A scammer’s use might lead to a notice from your health plan saying you’ve reached your benefit limit. That’s not a welcome note when you try to use your health insurance.
There are ways to protect yourself. Arevalo said. ID Experts says:
• Treat your health insurance card as carefully as your Social Security number or credit card information. If it’s lost or stolen, notify your insurance company and make sure you note it on any police reports.
• Never share your insurance with friends or a family member. It’s not just fraud. When someone pretends to be you, it can alter your lifetime medical records and can result in future misdiagnosis or prescription mistakes.
• Read your insurer’s explanation of benefits letter. It can show the first sign of trouble, such as a charge for services you didn’t receive. Unfortunately, some people don’t read them. “It’s not a bill, there’s no money there,” Arevalo said. “You shred it. You throw it away.”
• Properly store and destroy sensitive electronic and paper copies of your records. Shred outdated documents, including old prescription labels.
• Never accept an unsolicited offer for free medical care. Scammers may try to lure you into giving out your medical insurance information so they can make fraudulent claims.
• Watch how your doctor’s office treats your records. Is your paperwork sitting open on desks?

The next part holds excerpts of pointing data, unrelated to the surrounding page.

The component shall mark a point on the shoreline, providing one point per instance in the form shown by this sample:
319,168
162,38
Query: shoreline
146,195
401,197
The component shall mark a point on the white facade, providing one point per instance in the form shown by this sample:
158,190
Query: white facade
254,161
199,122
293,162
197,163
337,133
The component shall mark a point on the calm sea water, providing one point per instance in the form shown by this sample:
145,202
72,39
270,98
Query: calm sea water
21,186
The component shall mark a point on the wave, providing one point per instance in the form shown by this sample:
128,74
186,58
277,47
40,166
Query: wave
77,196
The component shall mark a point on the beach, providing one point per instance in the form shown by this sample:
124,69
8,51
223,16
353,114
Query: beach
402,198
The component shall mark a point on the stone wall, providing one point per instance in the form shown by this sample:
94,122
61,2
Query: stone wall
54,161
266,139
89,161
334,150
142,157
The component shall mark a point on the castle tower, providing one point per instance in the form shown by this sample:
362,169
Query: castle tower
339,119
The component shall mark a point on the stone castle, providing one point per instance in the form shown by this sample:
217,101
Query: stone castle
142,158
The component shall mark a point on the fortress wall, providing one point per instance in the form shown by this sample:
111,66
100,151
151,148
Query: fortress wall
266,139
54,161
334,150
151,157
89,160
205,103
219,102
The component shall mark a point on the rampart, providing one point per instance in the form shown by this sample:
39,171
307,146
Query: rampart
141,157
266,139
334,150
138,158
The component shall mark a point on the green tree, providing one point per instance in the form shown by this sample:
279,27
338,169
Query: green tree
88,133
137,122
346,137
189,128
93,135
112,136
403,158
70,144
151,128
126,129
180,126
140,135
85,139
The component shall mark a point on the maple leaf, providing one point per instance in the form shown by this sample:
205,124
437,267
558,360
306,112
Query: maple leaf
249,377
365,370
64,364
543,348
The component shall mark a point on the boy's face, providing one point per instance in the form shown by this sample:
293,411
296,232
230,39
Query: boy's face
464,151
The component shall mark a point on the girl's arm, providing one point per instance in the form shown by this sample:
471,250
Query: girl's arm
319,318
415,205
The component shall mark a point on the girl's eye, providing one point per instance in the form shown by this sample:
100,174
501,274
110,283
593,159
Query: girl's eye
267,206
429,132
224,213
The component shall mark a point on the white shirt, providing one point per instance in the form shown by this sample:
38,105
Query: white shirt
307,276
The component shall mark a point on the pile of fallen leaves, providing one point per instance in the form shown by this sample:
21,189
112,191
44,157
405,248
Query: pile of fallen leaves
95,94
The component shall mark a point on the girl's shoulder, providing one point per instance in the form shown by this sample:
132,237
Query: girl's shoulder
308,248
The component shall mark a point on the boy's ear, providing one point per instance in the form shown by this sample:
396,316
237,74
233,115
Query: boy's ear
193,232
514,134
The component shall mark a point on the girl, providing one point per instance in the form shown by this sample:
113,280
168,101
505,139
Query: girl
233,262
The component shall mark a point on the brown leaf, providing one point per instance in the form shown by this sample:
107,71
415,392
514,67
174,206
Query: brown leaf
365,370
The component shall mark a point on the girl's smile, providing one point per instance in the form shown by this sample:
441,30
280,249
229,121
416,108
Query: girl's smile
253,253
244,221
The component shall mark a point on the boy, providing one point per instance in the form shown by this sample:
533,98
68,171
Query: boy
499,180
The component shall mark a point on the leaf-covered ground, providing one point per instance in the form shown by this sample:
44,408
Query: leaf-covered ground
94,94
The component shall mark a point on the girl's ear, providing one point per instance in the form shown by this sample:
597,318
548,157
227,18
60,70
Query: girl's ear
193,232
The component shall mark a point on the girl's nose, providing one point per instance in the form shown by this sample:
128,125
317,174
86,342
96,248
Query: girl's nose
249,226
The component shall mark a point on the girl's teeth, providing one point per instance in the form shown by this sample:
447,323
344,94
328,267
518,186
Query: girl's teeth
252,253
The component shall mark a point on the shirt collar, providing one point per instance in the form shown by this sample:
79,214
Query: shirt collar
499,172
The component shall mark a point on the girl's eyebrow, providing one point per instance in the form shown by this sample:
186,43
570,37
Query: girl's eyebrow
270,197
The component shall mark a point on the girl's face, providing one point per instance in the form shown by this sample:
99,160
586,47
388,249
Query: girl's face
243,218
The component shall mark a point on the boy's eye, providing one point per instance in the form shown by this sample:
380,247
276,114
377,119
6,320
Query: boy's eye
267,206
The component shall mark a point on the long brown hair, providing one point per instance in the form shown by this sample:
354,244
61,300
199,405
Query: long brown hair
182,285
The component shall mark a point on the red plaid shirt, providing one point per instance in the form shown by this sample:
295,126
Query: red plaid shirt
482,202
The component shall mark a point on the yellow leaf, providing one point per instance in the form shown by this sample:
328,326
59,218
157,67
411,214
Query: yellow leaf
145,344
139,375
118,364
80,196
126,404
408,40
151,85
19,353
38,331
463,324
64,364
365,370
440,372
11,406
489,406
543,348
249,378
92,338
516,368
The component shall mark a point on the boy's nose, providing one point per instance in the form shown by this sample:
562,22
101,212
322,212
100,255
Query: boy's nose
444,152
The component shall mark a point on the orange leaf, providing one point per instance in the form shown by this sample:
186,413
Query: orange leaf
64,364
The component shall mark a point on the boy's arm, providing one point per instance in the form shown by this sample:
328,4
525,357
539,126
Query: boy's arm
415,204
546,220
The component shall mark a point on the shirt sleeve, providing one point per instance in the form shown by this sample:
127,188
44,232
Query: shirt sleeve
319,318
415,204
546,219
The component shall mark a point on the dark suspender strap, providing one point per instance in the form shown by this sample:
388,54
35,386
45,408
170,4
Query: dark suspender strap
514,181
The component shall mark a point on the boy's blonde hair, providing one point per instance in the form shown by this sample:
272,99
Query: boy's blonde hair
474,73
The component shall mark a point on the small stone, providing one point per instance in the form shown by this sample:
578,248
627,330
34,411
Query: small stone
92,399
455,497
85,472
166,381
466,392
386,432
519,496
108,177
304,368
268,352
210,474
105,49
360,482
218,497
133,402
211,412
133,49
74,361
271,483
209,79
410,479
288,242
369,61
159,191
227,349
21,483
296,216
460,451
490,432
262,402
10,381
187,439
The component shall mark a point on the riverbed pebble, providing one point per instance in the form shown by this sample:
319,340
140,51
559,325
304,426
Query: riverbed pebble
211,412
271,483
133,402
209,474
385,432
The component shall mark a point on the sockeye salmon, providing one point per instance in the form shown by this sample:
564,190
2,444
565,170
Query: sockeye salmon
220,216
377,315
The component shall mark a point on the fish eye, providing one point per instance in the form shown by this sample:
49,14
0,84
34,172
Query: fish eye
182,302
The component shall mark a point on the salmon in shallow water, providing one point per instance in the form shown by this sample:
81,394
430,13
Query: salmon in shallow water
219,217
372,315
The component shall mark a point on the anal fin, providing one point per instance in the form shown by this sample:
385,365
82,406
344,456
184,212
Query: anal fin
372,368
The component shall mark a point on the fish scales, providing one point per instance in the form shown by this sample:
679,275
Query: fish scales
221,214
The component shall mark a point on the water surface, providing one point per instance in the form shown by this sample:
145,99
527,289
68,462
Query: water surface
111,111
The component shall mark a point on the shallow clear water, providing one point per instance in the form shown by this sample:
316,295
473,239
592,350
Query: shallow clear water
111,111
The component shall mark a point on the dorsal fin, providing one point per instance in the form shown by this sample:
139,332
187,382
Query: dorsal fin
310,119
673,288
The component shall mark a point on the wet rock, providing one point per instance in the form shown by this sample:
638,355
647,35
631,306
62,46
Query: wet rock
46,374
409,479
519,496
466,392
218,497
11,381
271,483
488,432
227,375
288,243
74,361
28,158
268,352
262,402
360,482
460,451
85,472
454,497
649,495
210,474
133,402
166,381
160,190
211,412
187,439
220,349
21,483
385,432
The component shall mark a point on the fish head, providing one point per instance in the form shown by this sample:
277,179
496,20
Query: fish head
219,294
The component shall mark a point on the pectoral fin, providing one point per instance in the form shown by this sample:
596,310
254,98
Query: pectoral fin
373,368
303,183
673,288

Do you have a consumer problem that needs solving? Contact David P. Willis at 732-643-4042, firstname.lastname@example.org or facebook.com/dpwillis732.
Fixing the problem
If you think you are a victim of medical identity theft:
• Get copies of your medical records from each doctor or health care provider you have. Federal law give you the right to the information.
• Find out with whom your medical provider shared your records, a document called an accounting of disclosures.
• Write to your health plan and medical provider and point out the errors. Be sure to sending supporting documents. Ask the provider to delete or correct each error.
• Contact the credit reporting agencies to make sure there are not other problems.